Tanto premesso, nel presente caso é sufficiente osservare che il rapporto di parentela tra ascendenti e discendenti ha – non solo nella realtà concreta, ma anche sotto il profilo giuridico – un carattere peculiare e più intenso rispetto a quello che può instaurarsi fra un soggetto ed i minori affidatigli dagli organi competenti. Ed infatti tale rapporto é particolarmente disciplinato e privilegiato dal legislatore, sia sul piano dei diritti che su quello degli obblighi connessi: basti pensare al dovere di concorso negli oneri di mantenimento, istruzione ed educazione, sancito dall’art. 148 del codice civile a carico degli ascendenti quando i genitori non hanno i mezzi sufficienti; all’obbligo di prestare gli alimenti, che può essere assolto anche accogliendo e mantenendo nella propria casa gli aventi diritto (artt. 433 e 443 del codice civile); alla tutela penale di tali doveri ed obblighi (artt. 570 e 591 del codice penale).
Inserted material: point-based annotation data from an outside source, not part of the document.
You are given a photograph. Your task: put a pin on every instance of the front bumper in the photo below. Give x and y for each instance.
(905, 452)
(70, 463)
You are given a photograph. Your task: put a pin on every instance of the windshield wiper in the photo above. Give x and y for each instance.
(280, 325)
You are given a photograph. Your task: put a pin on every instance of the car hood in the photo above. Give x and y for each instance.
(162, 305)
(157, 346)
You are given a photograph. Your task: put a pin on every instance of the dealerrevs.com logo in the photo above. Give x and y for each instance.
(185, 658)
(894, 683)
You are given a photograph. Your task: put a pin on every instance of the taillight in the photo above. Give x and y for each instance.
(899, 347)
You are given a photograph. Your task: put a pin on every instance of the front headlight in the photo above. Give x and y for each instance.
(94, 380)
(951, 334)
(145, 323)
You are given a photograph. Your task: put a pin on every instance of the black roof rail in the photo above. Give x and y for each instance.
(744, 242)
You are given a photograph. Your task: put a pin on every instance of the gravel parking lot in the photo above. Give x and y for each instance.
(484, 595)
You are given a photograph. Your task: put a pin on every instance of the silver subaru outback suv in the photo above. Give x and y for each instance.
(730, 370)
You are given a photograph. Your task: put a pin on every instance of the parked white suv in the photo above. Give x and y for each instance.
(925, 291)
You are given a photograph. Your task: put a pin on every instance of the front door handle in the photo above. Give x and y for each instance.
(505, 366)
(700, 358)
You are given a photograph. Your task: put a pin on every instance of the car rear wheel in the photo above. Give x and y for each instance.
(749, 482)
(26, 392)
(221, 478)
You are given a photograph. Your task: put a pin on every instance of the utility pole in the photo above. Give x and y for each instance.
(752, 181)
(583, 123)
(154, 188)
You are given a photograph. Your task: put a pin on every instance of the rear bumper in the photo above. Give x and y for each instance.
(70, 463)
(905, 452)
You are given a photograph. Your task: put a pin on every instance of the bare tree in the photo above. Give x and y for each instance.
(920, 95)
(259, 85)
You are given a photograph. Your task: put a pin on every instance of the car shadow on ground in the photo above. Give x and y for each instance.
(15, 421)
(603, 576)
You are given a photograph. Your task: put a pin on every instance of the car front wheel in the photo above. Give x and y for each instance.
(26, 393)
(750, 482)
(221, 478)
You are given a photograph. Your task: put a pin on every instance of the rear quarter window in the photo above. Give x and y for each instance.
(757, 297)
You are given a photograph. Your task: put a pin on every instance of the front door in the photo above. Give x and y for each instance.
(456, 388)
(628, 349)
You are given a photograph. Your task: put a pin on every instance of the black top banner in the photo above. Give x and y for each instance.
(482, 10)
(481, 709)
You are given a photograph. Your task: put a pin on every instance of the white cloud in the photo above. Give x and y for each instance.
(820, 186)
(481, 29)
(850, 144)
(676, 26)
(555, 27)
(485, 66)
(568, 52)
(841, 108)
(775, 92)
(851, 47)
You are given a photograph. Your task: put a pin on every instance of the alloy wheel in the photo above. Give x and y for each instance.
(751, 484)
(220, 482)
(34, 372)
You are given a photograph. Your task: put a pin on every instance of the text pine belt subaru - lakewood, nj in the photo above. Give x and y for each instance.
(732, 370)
A causa della suddetta peculiarità, la legge esenta gli ascendenti (e gli altri parenti entro il quarto grado), che accolgano stabilmente nella propria abitazione un minore, dal dovere di darne segnalazione al giudice tutelare (art. 9 della legge 4 maggio 1983, n. 184): i nipoti, infatti, fanno già parte della loro famiglia, di modo che non occorre alcun affidamento formale da parte delle pubbliche autorità.
Risulta dunque irragionevole che, mentre i minori formalmente affidati dagli organi competenti – legati da vincoli meno stretti di quelli familiari in linea retta – possono continuare a godere del trattamento pensionistico del de cuius, i minori che vivono a carico dell’ascendente assicurato ne siano esclusi. Se nel primo caso la ragion d’essere può rinvenirsi nella circostanza che l’ambito di famiglia presa in considerazione dal regime generale della previdenza sociale tende ad essere più ampio rispetto a quello che fa esclusivo riferimento al matrimonio ed alla filiazione, nel secondo caso l’esclusione non ha alcuna valida giustificazione.
Deve essere, dunque, dichiarata l’illegittimità costituzionale della norma impugnata nella parte in cui non include tra i destinatari diretti e immediati della pensione di reversibilità i nipoti minori e viventi a carico degli ascendenti assicurati, che non siano stati formalmente affidati a questi ultimi dagli organi competenti.
4.— Resta assorbito il profilo relativo alla denunciata violazione dell’art. 38 della Costituzione.
PER QUESTI MOTIVI
LA CORTE COSTITUZIONALE
dichiara l’illegittimità costituzionale dell’art. 38 del d.P.R. 26 aprile 1957, n. 818 (Norme di attuazione e di coordinamento della legge 4 aprile 1952, n. 118, sul riordinamento delle pensioni dell’assicurazione obbligatoria per l’invalidità, la vecchiaia ed i superstiti), nella parte in cui non include tra i soggetti ivi elencati anche i minori dei quali risulti provata la vivenza a carico degli ascendenti.
Così deciso in Roma, nella sede della Corte costituzionale, Palazzo della Consulta, il 12 maggio 1999.
Renato GRANATA , Presidente
Fernando SANTOSUOSSO, Redattore
Depositata in cancelleria il 20 maggio 1999.